Teacher and administrator opposition, however, led to its early demise and replacement by Arizona-specific exams (AIMS) only involving three grades and unable to objectively assess personnel or programs, or provide comparisons with competing states. (Do they think the world ends at Arizona’s borders, or that Arizona graduates will never seek employment elsewhere?)
Forty-some years later, Arizona has killed the requirement that graduates pass the AIMS/AzMERIT tests, and continues using Arizona-specific exams (AzMERIT) that are meaningless to parents, employers and elite universities — with one exception.
Arizona high schools are now allowed to use the national ACT to test high-school pupils — much more useful, but far too late for significant corrective action. Meanwhile, a major new problem has developed with AzMERIT/ACT — they don’t provide information on how well Arizona pupil/school performance compares with other nations in today’s increasingly globally competitive economy.
Millions of former high-paying U.S. jobs have disappeared since the early 1980s — eliminated by automation, sent to other nations or now filled by foreign workers in America with far superior math, science and computer programming skills.
Experts now predict:
Currently, average U.S. high-school graduates’ math skills’ rank 35th in the world; 18th in science; and are estimated to lag those in world-leading nations by four academic years, three years in science. (Educators often claim U.S. pupils excel in critical thinking — that’s false.)
Arizona’s political and education leaders, however, aren’t talking about our existing poor performance vs. other nations or this coming tsunami of foreign competition.
Instead, they grind out misleading information about improving Arizona 4th- and 8th- grade NAEP scores and higher charter-school scores — “forgetting” that national 4th- and 8th-grade NAEP improvements have never moved up to high-school levels and that all three external reviews of Arizona charters have concluded that on average, their pupil gains trail those of public school peers, with a few exceptions.
I recently asked the head of Scottsdale Unified’s Math/Science Academy if he thought its pupils knew how far behind they lagged those in other nations.
“No,” he replied. Why? SUSD’s board and administration have deliberately withheld this information for almost two years, along with its years of declining high-school pupil achievement, declining Newsweek/U.S.
News/World-Report high-school ratings, the fact that SUSD’s relatively high scores vs.
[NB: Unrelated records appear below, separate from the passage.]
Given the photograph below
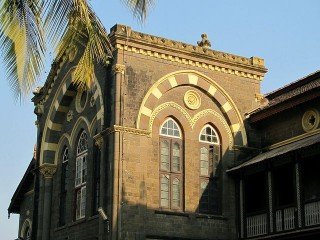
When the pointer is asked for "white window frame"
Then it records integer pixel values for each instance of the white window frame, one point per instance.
(215, 132)
(167, 135)
(81, 172)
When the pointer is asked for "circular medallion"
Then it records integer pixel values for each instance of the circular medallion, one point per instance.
(310, 120)
(192, 100)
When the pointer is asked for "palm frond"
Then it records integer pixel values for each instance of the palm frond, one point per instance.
(84, 31)
(22, 43)
(139, 7)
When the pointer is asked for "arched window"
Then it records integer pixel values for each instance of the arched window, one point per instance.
(209, 159)
(96, 179)
(28, 233)
(64, 185)
(81, 176)
(171, 165)
(26, 230)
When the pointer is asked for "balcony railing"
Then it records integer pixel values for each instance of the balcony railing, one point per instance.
(257, 225)
(285, 219)
(312, 213)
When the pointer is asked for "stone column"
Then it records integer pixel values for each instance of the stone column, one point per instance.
(241, 208)
(297, 171)
(47, 171)
(270, 197)
(119, 71)
(98, 140)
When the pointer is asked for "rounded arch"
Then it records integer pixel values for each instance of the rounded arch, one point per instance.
(26, 229)
(192, 121)
(199, 80)
(81, 124)
(171, 128)
(212, 136)
(49, 144)
(63, 142)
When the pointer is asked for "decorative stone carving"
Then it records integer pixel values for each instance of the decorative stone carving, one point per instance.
(36, 90)
(70, 115)
(92, 101)
(39, 110)
(205, 43)
(259, 97)
(192, 99)
(130, 130)
(310, 120)
(48, 170)
(98, 140)
(119, 68)
(191, 120)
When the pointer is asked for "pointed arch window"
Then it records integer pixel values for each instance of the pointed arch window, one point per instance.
(171, 165)
(96, 179)
(209, 159)
(64, 184)
(81, 175)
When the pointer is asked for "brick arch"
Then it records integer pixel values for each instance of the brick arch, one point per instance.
(199, 80)
(192, 121)
(58, 110)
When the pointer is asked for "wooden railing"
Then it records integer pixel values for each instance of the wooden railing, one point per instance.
(312, 213)
(285, 219)
(257, 225)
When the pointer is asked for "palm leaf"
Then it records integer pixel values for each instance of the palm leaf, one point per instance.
(139, 7)
(83, 31)
(22, 43)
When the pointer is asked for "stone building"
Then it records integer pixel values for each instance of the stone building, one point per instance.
(174, 141)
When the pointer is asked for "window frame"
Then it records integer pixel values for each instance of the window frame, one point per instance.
(171, 172)
(210, 178)
(81, 186)
(64, 186)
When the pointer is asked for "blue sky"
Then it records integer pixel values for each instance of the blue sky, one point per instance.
(285, 33)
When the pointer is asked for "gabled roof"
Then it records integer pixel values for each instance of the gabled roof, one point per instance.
(262, 157)
(22, 188)
(295, 93)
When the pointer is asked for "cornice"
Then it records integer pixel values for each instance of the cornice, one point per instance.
(293, 139)
(48, 170)
(123, 129)
(125, 39)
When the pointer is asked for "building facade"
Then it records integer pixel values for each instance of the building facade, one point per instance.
(162, 147)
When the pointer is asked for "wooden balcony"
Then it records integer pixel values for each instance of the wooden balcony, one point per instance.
(285, 219)
(312, 213)
(257, 225)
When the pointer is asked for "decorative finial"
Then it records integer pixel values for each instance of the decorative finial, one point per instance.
(205, 43)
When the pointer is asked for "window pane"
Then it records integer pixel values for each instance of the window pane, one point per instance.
(165, 157)
(78, 203)
(204, 161)
(176, 157)
(176, 193)
(78, 171)
(82, 143)
(84, 169)
(209, 135)
(170, 128)
(83, 201)
(204, 196)
(165, 191)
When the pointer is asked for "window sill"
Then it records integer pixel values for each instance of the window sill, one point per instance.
(210, 216)
(60, 228)
(93, 217)
(82, 220)
(174, 213)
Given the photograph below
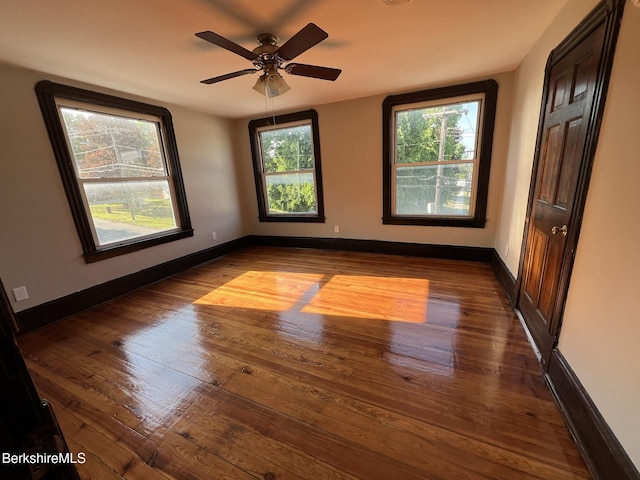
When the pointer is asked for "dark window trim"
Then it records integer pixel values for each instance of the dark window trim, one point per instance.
(257, 166)
(490, 89)
(47, 93)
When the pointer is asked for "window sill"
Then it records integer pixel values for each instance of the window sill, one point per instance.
(113, 251)
(292, 218)
(435, 222)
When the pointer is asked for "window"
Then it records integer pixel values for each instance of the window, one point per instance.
(286, 162)
(437, 154)
(119, 164)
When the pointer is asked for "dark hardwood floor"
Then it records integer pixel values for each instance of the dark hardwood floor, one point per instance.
(274, 363)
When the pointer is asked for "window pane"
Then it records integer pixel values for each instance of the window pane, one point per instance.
(108, 146)
(287, 149)
(445, 132)
(434, 189)
(291, 193)
(126, 210)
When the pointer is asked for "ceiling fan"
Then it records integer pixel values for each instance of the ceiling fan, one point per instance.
(268, 58)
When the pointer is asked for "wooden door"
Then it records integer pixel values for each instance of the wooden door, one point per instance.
(576, 78)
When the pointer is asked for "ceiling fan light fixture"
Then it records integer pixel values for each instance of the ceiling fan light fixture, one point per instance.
(271, 84)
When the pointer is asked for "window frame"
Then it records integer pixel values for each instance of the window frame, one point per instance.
(309, 117)
(48, 94)
(486, 125)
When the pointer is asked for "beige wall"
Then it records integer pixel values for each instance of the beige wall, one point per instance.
(601, 330)
(351, 144)
(40, 246)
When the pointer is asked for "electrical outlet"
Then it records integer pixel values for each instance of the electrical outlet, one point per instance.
(20, 294)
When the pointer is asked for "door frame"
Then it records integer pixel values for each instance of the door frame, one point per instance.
(610, 13)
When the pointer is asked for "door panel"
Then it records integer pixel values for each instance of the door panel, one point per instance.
(566, 126)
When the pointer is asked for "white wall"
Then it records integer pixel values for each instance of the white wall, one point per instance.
(351, 151)
(601, 326)
(40, 248)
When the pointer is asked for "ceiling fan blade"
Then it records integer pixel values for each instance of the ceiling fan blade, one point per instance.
(239, 73)
(302, 41)
(227, 44)
(314, 71)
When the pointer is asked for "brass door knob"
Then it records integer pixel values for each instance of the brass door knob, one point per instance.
(562, 230)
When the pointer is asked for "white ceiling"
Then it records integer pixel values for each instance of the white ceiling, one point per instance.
(148, 47)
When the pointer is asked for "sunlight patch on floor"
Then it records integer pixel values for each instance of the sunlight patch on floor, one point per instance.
(376, 298)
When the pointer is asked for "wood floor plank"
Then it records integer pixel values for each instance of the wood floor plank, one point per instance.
(287, 363)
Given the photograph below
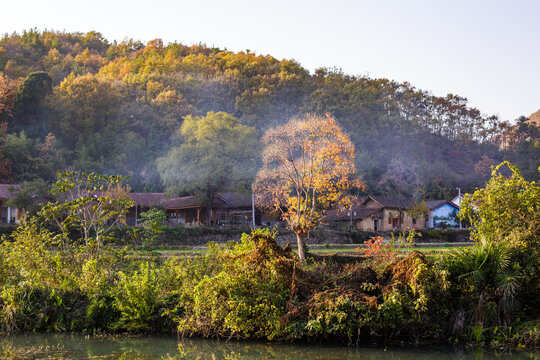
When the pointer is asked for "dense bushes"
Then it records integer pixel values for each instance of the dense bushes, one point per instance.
(256, 289)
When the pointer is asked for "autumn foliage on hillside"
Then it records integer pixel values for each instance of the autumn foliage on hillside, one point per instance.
(117, 107)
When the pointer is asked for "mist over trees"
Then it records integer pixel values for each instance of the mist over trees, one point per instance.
(76, 101)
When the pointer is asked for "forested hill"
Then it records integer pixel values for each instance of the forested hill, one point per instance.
(73, 100)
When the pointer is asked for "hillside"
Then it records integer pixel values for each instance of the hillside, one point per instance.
(117, 107)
Arizona Standards in early grades decline at higher grades, and the fact that it no longer leads the Valley in high-school achievement scores.
SUSD, and most/all Arizona public schools deviate from education and management best practices/research findings in a number of important ways.
Those deviations favor teachers and harm pupil achievement in every instance.
And that’s why Arizona public schools waste enormous amounts of money while graduating pupils unprepared for the future! (Among the 79 nations tested, only Norway — longer school year and Luxembourg spend more/pupil than the U.S.)
As Arizona educators continue to prepare pupils for a half-century ago, nations already producing world-leading high-school graduates continue to improve — minimizing COVID-19 disruptions, experimenting with computer-assisted individualized instruction, and strengthening university STEM instruction.
Editor’s Note: Loyd Eskildson is a longtime Scottsdale Unified School District resident and former chief deputy superintendent of Maricopa County School Superintendent’s Office.